Southwest Airlines bot can answer inquiries about open opportunities and interview candidates about their qualifications, wage rates, and talents. It used to take the airline up to 45 days after posting a job opening to offer a candidate a job. The recruiting department needs assistance with over 2,000 job opportunities. The chatbot can help shorten the time it takes to hire someone in half.

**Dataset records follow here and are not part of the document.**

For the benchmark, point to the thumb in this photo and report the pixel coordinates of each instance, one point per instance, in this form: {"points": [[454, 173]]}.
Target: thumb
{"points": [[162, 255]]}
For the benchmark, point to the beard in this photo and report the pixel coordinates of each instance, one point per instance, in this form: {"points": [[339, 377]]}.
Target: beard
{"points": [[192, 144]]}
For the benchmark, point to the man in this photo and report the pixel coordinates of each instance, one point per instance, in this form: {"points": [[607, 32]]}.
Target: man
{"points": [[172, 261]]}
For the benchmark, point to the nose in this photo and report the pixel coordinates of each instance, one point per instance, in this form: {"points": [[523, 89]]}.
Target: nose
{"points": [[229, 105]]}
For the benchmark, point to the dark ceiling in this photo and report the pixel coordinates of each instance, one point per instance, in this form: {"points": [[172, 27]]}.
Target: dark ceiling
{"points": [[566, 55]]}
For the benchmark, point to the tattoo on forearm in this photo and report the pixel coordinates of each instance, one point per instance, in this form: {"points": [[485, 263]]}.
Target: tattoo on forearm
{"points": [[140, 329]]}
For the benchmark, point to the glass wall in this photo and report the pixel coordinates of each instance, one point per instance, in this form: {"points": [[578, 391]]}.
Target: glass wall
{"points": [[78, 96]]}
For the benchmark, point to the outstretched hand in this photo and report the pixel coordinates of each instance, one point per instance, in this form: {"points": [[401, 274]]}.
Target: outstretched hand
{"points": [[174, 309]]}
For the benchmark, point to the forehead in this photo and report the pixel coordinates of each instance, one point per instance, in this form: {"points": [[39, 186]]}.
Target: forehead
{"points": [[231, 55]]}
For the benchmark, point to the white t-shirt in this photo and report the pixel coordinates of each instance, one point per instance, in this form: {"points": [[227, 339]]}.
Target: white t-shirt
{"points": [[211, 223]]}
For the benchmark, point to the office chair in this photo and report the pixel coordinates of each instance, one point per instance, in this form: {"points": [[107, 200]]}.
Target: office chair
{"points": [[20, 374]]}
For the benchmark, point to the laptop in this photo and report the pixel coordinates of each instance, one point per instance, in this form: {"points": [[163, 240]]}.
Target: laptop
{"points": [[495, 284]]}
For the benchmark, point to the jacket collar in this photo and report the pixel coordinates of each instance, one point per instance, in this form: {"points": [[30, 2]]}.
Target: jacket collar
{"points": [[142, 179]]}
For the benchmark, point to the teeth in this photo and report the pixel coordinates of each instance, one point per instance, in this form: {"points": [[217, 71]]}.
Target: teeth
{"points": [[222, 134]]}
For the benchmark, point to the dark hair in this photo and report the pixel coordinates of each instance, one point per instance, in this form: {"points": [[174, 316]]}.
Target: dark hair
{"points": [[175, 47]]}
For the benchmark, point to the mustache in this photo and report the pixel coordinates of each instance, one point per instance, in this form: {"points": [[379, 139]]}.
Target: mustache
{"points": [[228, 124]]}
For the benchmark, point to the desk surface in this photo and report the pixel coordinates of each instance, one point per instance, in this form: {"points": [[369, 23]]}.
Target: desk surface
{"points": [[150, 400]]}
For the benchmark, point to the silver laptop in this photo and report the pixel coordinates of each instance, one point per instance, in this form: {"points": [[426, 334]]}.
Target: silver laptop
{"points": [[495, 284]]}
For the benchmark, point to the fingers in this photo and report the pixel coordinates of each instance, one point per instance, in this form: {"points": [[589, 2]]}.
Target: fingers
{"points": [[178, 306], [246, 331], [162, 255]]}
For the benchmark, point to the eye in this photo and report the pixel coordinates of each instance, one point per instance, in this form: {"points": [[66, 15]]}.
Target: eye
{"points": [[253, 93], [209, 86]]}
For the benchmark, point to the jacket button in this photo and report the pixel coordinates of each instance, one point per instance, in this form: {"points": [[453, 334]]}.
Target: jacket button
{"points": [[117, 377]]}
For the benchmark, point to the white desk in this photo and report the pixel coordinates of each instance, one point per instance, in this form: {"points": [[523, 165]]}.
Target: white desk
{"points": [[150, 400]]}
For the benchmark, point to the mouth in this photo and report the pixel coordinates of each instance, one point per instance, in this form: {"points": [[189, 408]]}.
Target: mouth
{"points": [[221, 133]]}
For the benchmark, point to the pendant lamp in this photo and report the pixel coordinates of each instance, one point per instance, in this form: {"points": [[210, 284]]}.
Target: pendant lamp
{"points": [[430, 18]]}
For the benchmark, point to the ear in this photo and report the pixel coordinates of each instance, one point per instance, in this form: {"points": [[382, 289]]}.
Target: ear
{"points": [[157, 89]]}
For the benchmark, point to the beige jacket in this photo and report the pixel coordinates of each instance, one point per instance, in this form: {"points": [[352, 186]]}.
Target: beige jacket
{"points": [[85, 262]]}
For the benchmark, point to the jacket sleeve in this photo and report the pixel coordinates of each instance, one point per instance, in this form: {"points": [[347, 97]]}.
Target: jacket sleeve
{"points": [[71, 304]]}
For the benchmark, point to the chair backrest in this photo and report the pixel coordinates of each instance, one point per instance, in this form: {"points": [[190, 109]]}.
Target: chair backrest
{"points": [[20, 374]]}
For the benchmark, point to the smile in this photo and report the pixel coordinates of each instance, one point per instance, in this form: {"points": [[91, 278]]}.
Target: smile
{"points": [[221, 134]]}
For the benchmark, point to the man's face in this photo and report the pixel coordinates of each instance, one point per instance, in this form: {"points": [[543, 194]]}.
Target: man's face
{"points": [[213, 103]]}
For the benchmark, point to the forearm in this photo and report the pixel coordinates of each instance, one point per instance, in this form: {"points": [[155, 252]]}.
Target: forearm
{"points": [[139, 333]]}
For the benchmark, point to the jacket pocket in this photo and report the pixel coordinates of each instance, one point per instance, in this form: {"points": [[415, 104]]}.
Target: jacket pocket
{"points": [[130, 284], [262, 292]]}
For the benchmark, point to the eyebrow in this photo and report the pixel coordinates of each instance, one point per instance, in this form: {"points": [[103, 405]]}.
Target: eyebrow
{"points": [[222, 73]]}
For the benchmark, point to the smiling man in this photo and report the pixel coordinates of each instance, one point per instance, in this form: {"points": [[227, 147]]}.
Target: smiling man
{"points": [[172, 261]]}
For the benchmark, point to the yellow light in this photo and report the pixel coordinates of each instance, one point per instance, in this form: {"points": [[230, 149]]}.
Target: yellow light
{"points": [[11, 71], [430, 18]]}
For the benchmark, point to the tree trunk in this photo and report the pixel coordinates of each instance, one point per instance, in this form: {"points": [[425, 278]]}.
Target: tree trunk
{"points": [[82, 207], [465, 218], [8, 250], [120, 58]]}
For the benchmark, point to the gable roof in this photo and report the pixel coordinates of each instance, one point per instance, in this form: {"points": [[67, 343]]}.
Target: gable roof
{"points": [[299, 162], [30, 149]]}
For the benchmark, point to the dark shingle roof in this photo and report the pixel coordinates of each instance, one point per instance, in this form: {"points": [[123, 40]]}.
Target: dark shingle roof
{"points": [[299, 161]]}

The bot has interacted with over 1.2 million job candidates since its introduction, which would have taken human recruiters 18,000–92,000 hours to process.
In 2017, Elisa, a renowned Northern European telecoms operator, launched Annika, the first customer service bot that integrated product management with customer support.
This artificial intelligence-based chatbot has helped the organization resolve more customer encounters, meet evolving customer expectations, and create synergies between product management and customer care.
The chatbot does not replace human employees; rather, it frees them up to focus on higher-value client interactions by removing routine requests and boring, repetitive activities.
The future chatbot will be more than simply a customer service representative; it will also serve as an advanced helper for both businesses and consumers.
Humans generally don’t like doing tedious, repetitive chores. As a result, Chatbot adoption has risen in the last two years. With the increase of AI Chatbots, businesses can use their human resources for more innovative projects. As a result, businesses are improving employee and customer satisfaction thus resulting in expected business outgrowth.